Anirudh gets involved in violent politics and shoots Niharika's cousin accidentally. Ranvijay Singh helps him escape to Mumbai with the help of his aide. Anirudh later learns the truth about Ranvijay Singh, whose ultimate aim is to marry Niharika.
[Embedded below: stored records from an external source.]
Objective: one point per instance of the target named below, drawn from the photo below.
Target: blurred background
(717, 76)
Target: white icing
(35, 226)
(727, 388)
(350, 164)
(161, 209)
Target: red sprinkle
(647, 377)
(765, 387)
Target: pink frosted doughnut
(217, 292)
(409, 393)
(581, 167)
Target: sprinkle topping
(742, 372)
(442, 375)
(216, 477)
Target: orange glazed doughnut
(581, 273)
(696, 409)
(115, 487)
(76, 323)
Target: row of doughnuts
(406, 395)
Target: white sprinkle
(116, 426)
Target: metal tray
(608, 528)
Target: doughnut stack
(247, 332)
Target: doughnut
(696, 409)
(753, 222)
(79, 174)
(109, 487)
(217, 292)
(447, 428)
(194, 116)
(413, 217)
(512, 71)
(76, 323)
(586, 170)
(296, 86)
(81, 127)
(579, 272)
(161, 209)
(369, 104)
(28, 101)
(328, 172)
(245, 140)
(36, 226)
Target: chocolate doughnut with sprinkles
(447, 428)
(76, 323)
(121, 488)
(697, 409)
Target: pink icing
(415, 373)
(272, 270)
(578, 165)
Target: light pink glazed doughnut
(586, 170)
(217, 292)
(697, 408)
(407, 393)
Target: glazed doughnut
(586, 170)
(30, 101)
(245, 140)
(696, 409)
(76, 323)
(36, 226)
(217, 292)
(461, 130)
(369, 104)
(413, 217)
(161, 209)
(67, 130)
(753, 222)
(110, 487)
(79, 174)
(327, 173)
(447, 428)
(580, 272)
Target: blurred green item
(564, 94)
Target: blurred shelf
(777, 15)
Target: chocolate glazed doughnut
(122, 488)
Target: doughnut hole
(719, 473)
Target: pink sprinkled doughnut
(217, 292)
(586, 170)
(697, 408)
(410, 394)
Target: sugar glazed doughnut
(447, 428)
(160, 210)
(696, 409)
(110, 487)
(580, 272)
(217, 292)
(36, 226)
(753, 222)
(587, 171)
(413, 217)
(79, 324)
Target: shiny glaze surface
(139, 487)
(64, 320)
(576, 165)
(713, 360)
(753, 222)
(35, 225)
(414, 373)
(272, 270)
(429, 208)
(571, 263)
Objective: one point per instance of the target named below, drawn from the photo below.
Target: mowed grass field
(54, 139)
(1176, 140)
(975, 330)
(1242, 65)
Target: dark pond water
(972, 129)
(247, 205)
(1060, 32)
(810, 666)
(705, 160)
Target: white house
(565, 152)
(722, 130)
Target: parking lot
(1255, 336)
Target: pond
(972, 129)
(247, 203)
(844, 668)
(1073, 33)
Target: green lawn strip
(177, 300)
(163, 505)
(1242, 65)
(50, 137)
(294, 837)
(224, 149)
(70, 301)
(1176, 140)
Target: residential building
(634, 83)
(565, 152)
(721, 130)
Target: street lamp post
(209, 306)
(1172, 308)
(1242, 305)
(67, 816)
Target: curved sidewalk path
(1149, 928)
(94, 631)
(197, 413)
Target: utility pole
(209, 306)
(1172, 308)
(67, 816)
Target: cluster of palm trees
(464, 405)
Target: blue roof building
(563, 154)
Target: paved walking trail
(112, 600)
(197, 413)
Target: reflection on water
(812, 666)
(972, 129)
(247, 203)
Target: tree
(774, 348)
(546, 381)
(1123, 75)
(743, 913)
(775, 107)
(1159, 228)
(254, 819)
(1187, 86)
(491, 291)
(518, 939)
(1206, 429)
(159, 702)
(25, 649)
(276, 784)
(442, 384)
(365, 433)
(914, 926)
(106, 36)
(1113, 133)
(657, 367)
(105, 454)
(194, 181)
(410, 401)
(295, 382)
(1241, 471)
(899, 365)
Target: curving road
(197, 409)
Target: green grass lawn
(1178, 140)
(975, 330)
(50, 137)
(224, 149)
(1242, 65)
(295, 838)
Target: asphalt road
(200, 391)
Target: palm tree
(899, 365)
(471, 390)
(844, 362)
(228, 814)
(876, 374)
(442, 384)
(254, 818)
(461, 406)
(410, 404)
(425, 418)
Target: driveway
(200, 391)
Badrishankar Pandey, the brother of the slain Gaurishankar Pandey, helps Anirudh kill Ranvijay in order to avenge the loss of his brother. A fierce gun battle takes place at the Kumbh Mela between the gangs of Ranvijay and Badrishankar Pandey before Anirudh kills Ranvijay. The Chief Minister, Kamalnath Tiwari, helps them escape the crime scene and gets Anirudh discharged from all the cases, as Ranvijay also blackmailed him.

==Cast==
- Jimmy Sheirgill as Anirudh 'Ani' Sharma
- Hrishita Bhatt as Niharika Singh
- Irrfan Khan as Ranvijay Singh
- Ashutosh Rana as Gauri Shankar Pandey
- Varun Badola as Javed Khan
- Rajpal Yadav as Chhutku
- Sudhir Pandey as CM Kamalnath Tiwari
- Tinu Anand as Mr. Karan Sharma (Aniruddha's father)
- Sharat Saxena as 	Mr. Praveen Singh (Niharika's father)
- Brijendra Kala as Shugii (Newspaper Vendor)
- Rajendranath Zutshi as Jackson
- Murad Ali as Badri Shankar Pandey
- Rajiv Gupta as SP
- Navni Parihar as Niharika's Mother
- Dadhi Pandey as Munna (Ranvijay's Gang Member)
- Deepak Kumar Bandhu as Taufik (Ranvijay's Gang Member)
- Nissar Khan as Ranvijay's Gang Member
- Pankaj Jha as Gauri Shankar's Gang Member

==Soundtrack==

The soundtrack features 7 songs composed by Jatin–Lalit, with lyrics from Israr Ansari, Kausar Pandey, Vindo Mahindra, Satyaprakash and Devmani Pandey. The background score of the film was composed by Abhishek Ray.

Tracklist
| No. | Title | Lyrics | Singer(s) | Length |
|---|---|---|---|---|
| 1. | "Aankhen Bhi Hoti Hai Dil Ki Zuban" | Israr Ansari | Abhijeet | 04:51 |
| 2. | "Aankhon Mein Tumhari" | Kausar Pandey, Vindo Mahindra | Shaan, Shweta Pandit, Shraddha Pandit | 04:25 |
| 3. | "Zindagi Ko Nayi Zindagi" | Israr Ansari | Udit Narayan, Sonali Bajpai | 04:45 |
| 4. | "Kisi Ne Mera" | Kauser Pandey | Shaan | 04:28 |
| 5. | "Ab Ghar Aaja" | Satyaprakash | Javed Ali | 04:49 |
| 6. | "Police Case Na Ban Jaye" | Devmani Pandey | Richa Sharma | 04:39 |
| 7. | "Tu Hi Tu" | Israr Ansari | Roop Kumar Rathod, Javed Ali | 07:29 |
| Total length: |  |  |  | 35:26 |

==Awards==

=== 2004 Filmfare Awards===
- Won – Best Actor in a Negative Role – Irrfan Khan

==Reception==

Kanchana Suggu of Rediff praised the acting performances of Ashutosh Rana, Tinnu Anand, Jimmy Shergill, Hrishita Bhatt and Irrfan Khan and said that, "Haasil is powerful, honest, real; it makes you cringe in your seat." Narendra Kusnur of Mid-Day found the film to have its moments "particularly in the picturisation of violent scenes and description of the vote-getting tactics that student leaders indulge in," and wrote of Irrfan: "His eyes have a certain wickedness and intensity that suit the role. Though he does remind you of Nana Patekar, he’s perfection personified." Taran Adarsh of Bollywood Hungama gave the film a rating of 2 out of 5 saying that, "Though the film has several gripping moments and a power-packed performance by Irfan Khan, the outcome is hampered when the movie drifts into predictable zone, post-interval." Shahid Khan of PlanetBollywood.com praised the acting performances of all actors and gave the film a rating of 8 out of 10 saying that, "Tigmanshu Dhulia directs the film with great skill. It is admirable the way he handles the scenes of violence. They make you sit up and take notice."

==Legacy==

Haasil was featured in Avijit Ghosh's book, 40 Retakes: Bollywood Classics You May Have Missed.